Six million Americans could lose their benefits if the Supreme Court sides against the administration in a case to be decided this month. King v. Burwell could strike down the subsidies for people living in the 34 states that did not create their own health exchanges.

Entering office in 2009 with big Democratic majorities in both houses of Congress, Obama chose to make large-scale health care legislation one of his top two priorities along with the economic stimulus, sidelining proposals for major bills on climate change and immigration.

The long, deeply-divisive process to pass the ACA not only left Obama with little time or ability to push other major bills, but heightened the public’s anger with Washington and helped lead to Republicans winning control of Congress in 2010.

Obama’s choice seemed vindicated.

In March, the U.S government estimated more than 16 million Americans had gained health insurance since the passage of the ACA. A higher percentage of Americans have health insurance than at any time since the 1980’s.

And Obamacare, which conservatives dubbed the law to mock the president, has become a moniker Obama himself embraces.

Related: Obama Administration Argues GOP Health Care Suit Should be Tossed

Speaking from the G-7 summit on Monday, President Obama defended his administration’s approach to the ruling. White House officials have repeatedly said they have no plan B if the high court strikes down the subsidies, because they are confident that won’t happen.

In his remarks, Obama questioned the Supreme Court for even taking up the case, which centers on whether the law allows federal subsidies to go to residents of 34 states that have not set up their own health care marketplaces. The Court should allow the subsidies, the president, a former constitutional law professor, saidt was such an obvious legal question that this is an “easy case” and “probably shouldn’t even have been taken up” by the Court.

Those comments were clearly aimed at the conservative justices on the Court, who are believed to be hostile to the law and the administration’s interpretation of it.

And they fit Obama’s strategy from the past. In 2012, on the eve of a previous ruling that could have gutted the ACA, the president also publicly lectured the justices, urging them to show “restraint and deference to our duly elected legislature, our Congress” and “abide by well-established precedents.”

The president also emphasized on Monday “Congress could fix this whole thing with a one-sentence provision,” that clarified subsidies could go to residents of the 34 states using the federal exchange.

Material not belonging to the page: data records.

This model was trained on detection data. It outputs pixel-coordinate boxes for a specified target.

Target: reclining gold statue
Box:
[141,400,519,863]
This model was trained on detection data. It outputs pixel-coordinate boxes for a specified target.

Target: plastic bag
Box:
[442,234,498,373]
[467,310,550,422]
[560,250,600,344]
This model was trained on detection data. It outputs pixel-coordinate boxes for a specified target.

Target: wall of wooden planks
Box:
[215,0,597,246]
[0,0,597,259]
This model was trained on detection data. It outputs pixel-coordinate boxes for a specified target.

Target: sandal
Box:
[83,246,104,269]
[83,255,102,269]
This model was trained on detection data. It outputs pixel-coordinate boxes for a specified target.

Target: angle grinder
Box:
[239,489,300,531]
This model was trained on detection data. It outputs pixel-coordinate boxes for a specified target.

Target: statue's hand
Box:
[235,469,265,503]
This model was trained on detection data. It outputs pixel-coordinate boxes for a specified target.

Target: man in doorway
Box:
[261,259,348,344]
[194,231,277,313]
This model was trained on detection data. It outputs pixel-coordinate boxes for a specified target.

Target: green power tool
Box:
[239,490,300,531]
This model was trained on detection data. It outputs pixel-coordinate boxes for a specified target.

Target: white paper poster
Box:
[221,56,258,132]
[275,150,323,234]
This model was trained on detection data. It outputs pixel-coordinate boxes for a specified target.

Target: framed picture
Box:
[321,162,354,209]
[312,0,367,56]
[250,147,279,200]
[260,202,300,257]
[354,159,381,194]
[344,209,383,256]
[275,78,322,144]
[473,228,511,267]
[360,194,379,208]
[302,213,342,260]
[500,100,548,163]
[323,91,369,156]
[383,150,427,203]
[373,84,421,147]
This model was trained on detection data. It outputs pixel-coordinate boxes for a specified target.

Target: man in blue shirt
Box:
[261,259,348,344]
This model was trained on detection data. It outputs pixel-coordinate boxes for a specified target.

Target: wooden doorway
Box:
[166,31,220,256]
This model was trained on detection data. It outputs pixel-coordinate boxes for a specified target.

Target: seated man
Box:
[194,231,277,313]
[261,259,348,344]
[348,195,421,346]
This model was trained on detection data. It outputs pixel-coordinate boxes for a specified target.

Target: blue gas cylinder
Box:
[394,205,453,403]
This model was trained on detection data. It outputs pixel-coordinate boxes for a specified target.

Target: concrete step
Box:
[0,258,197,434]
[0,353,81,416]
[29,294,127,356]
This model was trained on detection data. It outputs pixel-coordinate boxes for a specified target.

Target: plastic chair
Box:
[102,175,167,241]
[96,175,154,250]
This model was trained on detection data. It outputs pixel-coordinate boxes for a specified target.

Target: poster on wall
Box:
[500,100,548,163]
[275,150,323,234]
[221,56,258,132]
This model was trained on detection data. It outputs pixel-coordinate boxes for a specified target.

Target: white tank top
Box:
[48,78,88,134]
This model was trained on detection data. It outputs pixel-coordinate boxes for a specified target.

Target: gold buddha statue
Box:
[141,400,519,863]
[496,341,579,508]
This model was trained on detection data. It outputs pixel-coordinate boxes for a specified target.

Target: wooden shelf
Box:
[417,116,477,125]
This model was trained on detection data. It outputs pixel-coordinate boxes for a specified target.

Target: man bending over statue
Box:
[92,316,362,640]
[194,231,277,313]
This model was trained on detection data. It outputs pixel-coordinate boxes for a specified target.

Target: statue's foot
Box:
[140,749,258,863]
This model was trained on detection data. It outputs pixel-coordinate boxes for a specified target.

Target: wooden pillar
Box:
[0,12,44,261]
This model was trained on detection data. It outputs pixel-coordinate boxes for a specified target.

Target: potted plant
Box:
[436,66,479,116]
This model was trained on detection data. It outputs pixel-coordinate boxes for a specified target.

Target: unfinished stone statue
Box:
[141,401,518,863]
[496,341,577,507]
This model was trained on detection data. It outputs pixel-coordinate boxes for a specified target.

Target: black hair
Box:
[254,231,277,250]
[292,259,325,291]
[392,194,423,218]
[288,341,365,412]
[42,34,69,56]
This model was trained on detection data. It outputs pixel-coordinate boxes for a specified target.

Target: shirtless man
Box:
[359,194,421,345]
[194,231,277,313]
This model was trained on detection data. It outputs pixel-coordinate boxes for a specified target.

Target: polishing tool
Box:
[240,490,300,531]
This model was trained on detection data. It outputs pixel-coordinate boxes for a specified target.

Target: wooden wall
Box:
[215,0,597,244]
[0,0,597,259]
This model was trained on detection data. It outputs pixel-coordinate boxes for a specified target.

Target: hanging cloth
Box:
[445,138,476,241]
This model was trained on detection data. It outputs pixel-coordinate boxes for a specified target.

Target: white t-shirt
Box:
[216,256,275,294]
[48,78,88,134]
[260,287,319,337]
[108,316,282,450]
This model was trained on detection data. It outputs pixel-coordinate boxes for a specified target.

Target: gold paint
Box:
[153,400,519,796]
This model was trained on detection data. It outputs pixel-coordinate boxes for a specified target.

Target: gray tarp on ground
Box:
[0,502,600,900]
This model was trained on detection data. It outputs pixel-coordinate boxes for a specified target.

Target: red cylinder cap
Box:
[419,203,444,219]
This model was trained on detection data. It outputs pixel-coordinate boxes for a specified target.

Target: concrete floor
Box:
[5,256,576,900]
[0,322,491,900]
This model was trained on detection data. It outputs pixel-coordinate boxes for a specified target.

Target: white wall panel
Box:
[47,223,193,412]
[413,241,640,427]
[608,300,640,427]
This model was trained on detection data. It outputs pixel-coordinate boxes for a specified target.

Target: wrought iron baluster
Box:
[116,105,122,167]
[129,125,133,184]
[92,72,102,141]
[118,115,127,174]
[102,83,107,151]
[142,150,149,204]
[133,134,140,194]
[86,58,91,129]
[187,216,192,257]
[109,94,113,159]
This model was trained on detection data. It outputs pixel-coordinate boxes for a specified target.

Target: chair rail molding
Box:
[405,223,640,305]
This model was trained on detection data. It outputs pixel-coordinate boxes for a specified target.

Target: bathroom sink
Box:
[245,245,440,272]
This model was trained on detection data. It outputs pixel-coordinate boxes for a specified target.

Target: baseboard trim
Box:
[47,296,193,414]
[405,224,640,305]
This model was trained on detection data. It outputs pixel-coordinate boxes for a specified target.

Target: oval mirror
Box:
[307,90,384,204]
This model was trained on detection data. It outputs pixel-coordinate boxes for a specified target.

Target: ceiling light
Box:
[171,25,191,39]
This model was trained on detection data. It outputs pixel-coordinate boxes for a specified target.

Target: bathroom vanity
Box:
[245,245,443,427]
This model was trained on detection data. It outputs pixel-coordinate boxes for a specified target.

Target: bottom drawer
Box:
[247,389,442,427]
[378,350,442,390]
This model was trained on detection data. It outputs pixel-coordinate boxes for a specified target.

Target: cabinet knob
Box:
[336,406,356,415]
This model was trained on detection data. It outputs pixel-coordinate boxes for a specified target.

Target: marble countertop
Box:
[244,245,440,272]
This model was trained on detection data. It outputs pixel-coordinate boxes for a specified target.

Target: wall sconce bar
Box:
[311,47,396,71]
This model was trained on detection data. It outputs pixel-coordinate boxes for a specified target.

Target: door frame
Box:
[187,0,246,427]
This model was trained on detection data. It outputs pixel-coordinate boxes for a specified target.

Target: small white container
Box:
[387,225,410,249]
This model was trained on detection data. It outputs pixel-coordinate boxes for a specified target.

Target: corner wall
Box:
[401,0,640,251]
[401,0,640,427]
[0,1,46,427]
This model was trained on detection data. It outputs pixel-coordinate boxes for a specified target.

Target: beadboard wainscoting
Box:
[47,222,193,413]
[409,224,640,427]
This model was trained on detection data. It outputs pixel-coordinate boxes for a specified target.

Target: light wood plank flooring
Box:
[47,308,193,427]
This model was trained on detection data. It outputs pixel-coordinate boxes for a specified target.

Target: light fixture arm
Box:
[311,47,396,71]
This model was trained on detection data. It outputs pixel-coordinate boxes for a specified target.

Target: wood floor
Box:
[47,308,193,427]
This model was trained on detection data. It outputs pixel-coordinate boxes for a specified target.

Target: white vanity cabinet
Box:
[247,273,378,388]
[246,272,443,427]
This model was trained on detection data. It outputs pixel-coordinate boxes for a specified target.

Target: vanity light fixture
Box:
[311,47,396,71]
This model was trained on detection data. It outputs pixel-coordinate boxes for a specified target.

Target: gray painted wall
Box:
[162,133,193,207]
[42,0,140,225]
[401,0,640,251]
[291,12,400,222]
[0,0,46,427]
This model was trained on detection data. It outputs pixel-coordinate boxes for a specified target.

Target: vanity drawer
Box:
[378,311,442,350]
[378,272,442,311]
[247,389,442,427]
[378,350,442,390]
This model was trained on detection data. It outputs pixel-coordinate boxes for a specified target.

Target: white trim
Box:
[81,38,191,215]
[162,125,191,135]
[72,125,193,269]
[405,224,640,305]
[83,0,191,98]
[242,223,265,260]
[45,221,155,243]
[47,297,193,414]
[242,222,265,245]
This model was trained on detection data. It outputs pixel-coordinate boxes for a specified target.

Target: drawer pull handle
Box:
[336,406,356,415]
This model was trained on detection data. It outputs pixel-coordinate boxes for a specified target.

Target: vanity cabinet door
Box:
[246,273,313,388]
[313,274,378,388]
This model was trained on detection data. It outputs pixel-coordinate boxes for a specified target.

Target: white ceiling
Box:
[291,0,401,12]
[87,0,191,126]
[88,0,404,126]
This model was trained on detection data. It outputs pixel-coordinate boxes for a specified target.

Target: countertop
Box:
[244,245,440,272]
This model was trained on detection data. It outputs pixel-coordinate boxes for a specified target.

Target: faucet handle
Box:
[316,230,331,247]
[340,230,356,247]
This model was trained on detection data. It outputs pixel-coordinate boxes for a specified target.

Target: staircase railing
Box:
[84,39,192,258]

President Obama told reporters at a news conference Monday “… we're going to get a ruling pretty quick, I think it's important for us to go ahead and assume that the Supreme Court is going to do what most legal scholars who've looked at this would expect them to do.”

Obama said striking down one of the laws main tenants was a “bad idea” and said those who line up against the administration on this case have a “twisted interpretation” of the law.

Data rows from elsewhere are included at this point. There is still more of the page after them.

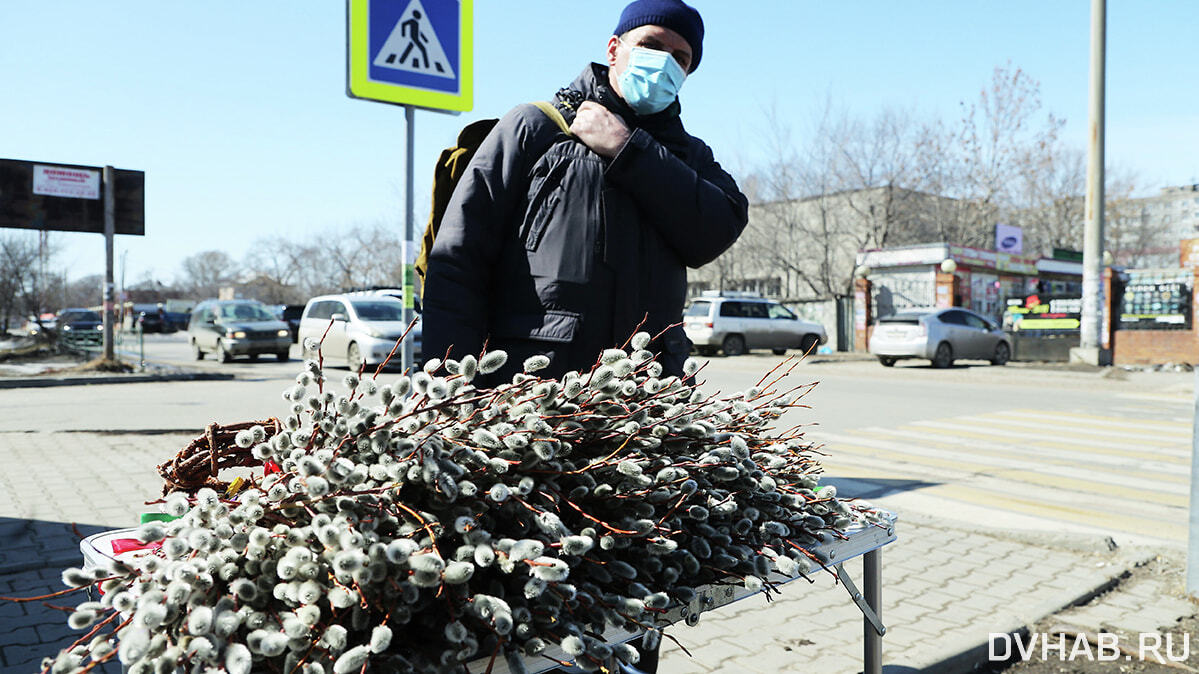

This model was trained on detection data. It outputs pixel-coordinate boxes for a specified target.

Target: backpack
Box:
[414,101,572,300]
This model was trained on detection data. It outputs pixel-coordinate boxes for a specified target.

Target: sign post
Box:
[1187,369,1199,598]
[345,0,474,371]
[103,167,116,361]
[0,160,145,360]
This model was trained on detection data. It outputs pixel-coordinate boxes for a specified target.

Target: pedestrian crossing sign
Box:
[347,0,474,112]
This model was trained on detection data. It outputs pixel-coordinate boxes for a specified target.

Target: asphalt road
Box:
[0,333,1194,547]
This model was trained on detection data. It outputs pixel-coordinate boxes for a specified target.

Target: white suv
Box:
[297,293,421,369]
[682,290,829,356]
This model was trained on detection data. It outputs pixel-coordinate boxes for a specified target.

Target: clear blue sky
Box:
[0,0,1199,283]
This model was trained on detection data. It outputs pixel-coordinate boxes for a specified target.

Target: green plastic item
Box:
[141,512,179,524]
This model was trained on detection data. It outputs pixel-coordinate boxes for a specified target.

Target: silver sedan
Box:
[870,307,1012,367]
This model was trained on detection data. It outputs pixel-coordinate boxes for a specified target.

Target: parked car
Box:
[55,308,104,344]
[123,303,171,332]
[275,305,305,344]
[869,307,1012,367]
[683,291,829,356]
[300,293,421,369]
[187,300,291,362]
[25,313,59,337]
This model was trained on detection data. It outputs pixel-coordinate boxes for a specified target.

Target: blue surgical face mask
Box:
[617,41,687,115]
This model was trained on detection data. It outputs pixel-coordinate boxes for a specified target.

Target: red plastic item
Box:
[112,538,162,554]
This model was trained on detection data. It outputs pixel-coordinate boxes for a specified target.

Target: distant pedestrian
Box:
[422,0,747,381]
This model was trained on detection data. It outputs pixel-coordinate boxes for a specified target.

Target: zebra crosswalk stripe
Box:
[808,410,1191,541]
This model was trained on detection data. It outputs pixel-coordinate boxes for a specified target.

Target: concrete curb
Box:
[0,372,236,389]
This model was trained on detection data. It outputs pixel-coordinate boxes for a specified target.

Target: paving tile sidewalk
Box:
[0,433,1157,674]
[662,514,1158,674]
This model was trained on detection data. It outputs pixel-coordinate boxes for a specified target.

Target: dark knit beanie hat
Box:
[613,0,704,72]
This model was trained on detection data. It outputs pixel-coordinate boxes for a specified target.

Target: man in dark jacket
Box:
[422,0,747,383]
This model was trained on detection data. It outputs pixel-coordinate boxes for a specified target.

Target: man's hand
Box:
[571,101,631,158]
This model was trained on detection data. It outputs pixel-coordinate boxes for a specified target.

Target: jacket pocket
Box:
[492,309,583,344]
[524,156,603,283]
[520,155,570,251]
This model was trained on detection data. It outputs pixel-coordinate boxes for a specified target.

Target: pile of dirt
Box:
[54,357,134,374]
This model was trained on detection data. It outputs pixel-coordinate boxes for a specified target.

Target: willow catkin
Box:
[25,333,878,672]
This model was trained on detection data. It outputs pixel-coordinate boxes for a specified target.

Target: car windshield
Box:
[351,301,404,320]
[221,305,276,320]
[879,312,928,325]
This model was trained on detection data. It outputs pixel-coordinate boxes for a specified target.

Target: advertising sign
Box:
[1004,295,1083,332]
[34,164,100,199]
[0,160,145,236]
[1120,279,1191,330]
[347,0,474,112]
[995,223,1024,255]
[1179,239,1199,269]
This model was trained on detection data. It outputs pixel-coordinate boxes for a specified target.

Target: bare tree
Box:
[179,251,241,297]
[0,233,44,332]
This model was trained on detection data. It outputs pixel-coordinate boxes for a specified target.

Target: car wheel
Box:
[933,342,953,367]
[345,342,366,372]
[990,342,1012,365]
[800,335,820,355]
[721,335,746,356]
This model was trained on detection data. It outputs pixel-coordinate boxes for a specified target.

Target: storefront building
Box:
[855,243,1083,349]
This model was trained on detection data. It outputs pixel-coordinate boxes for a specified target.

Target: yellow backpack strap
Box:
[532,101,573,136]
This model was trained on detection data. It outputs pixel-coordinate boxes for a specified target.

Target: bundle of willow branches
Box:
[37,333,878,674]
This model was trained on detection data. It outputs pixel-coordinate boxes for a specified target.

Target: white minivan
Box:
[297,293,421,369]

Obama’s comments illustrate that both parties are preparing for the fallout from a Court decision that invalidates the subsidies, even though no one is sure what the justices will ultimately decide.

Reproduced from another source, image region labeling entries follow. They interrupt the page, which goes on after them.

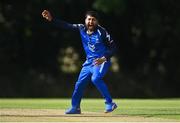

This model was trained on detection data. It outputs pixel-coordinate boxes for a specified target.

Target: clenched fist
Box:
[42,10,53,21]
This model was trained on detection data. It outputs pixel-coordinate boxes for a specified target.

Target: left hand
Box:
[94,56,106,66]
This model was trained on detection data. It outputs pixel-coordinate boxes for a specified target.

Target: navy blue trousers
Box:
[71,61,112,108]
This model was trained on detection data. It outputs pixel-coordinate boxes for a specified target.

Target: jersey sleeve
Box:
[103,30,117,59]
[52,19,83,30]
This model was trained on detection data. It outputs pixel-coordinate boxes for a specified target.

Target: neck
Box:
[87,30,94,35]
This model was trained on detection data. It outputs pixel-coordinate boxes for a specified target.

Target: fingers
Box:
[42,10,49,18]
[42,10,52,21]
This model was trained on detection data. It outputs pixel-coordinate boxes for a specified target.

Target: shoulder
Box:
[97,25,107,36]
[73,24,85,29]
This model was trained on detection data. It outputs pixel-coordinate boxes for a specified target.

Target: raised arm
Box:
[103,30,117,59]
[42,10,80,30]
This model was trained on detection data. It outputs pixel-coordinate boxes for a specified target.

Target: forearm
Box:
[51,18,78,30]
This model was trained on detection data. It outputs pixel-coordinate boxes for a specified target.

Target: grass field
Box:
[0,98,180,122]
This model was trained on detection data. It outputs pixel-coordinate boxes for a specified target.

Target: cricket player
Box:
[42,10,117,114]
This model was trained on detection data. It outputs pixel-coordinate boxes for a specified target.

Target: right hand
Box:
[42,10,53,21]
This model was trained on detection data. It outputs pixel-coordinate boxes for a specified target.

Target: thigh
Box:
[91,61,111,77]
[77,66,91,83]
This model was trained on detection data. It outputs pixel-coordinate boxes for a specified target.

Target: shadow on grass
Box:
[0,114,180,117]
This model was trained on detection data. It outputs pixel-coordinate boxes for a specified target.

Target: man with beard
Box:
[42,10,117,114]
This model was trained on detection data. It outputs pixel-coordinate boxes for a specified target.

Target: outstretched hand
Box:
[42,10,53,21]
[94,56,106,66]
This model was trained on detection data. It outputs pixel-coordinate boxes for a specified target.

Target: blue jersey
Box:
[52,19,116,59]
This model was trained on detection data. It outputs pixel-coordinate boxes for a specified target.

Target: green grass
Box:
[0,99,180,121]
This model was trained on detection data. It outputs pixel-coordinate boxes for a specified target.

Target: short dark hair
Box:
[85,11,99,20]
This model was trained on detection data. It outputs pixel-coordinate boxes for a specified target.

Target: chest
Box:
[81,32,103,44]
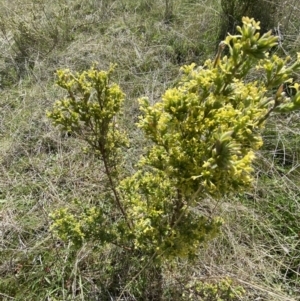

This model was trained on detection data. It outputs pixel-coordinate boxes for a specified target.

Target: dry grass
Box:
[0,0,300,301]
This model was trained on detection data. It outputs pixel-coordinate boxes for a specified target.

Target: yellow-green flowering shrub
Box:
[48,18,300,259]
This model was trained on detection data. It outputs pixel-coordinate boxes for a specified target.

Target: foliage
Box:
[186,278,245,301]
[48,17,300,259]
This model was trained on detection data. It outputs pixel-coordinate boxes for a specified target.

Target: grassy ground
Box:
[0,0,300,301]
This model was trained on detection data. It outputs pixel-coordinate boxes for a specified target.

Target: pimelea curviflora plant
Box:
[48,17,300,262]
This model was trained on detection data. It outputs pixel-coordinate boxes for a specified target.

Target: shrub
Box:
[48,17,300,298]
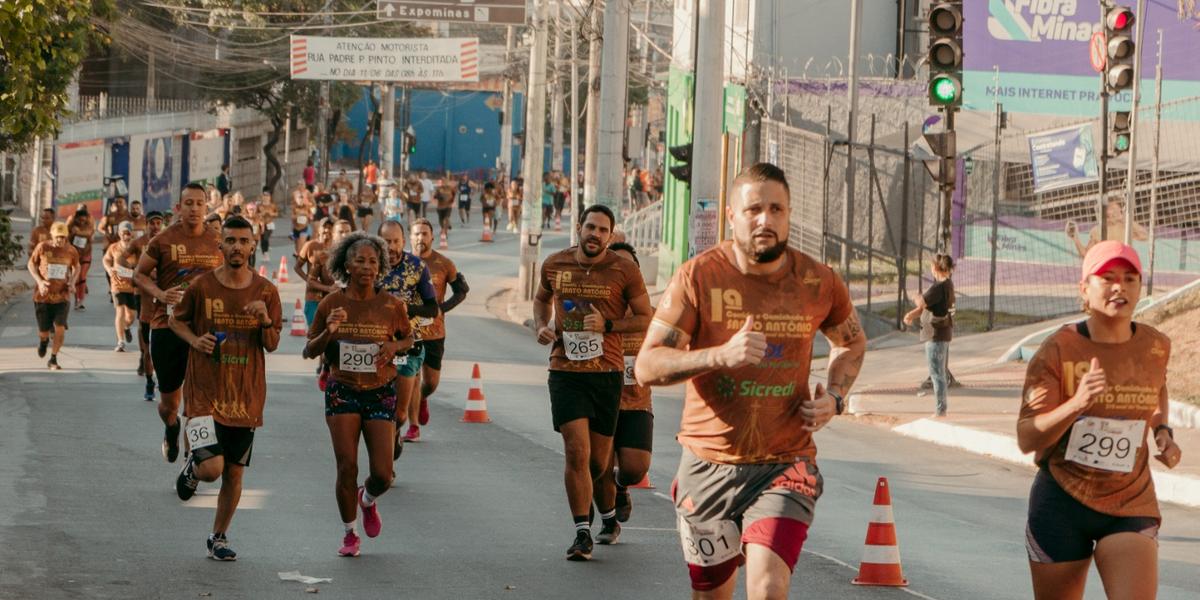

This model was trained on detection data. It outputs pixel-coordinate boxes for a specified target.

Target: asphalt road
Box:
[0,218,1200,600]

Republicans in Congress responded to Obama’s remarks by emphasizing they will not agree to a one-sentence fix. They are looking to a Court decision against Obamacare to press for greater changes to the law.

“Republicans aren’t interested in a one-sentence fix – unless that sentence is: ‘Obamacare is repealed,” Republican Sen. John Barrasso of Wyoming said in a statement.

The court case comes down to four words “established by the state”. Challengers say subsidies are only valid in states that set up their own exchanges. The Obama administration contends that was never the law's intent.

The president went on to defend the law as giving 16 million people health insurance with costs substantially lower than estimates.

“What's more, the thing is working," Obama said. "I mean, part of what's bizarre about this whole thing is we haven't had a lot of conversation about the horrors of Obamacare because none of them come to pass."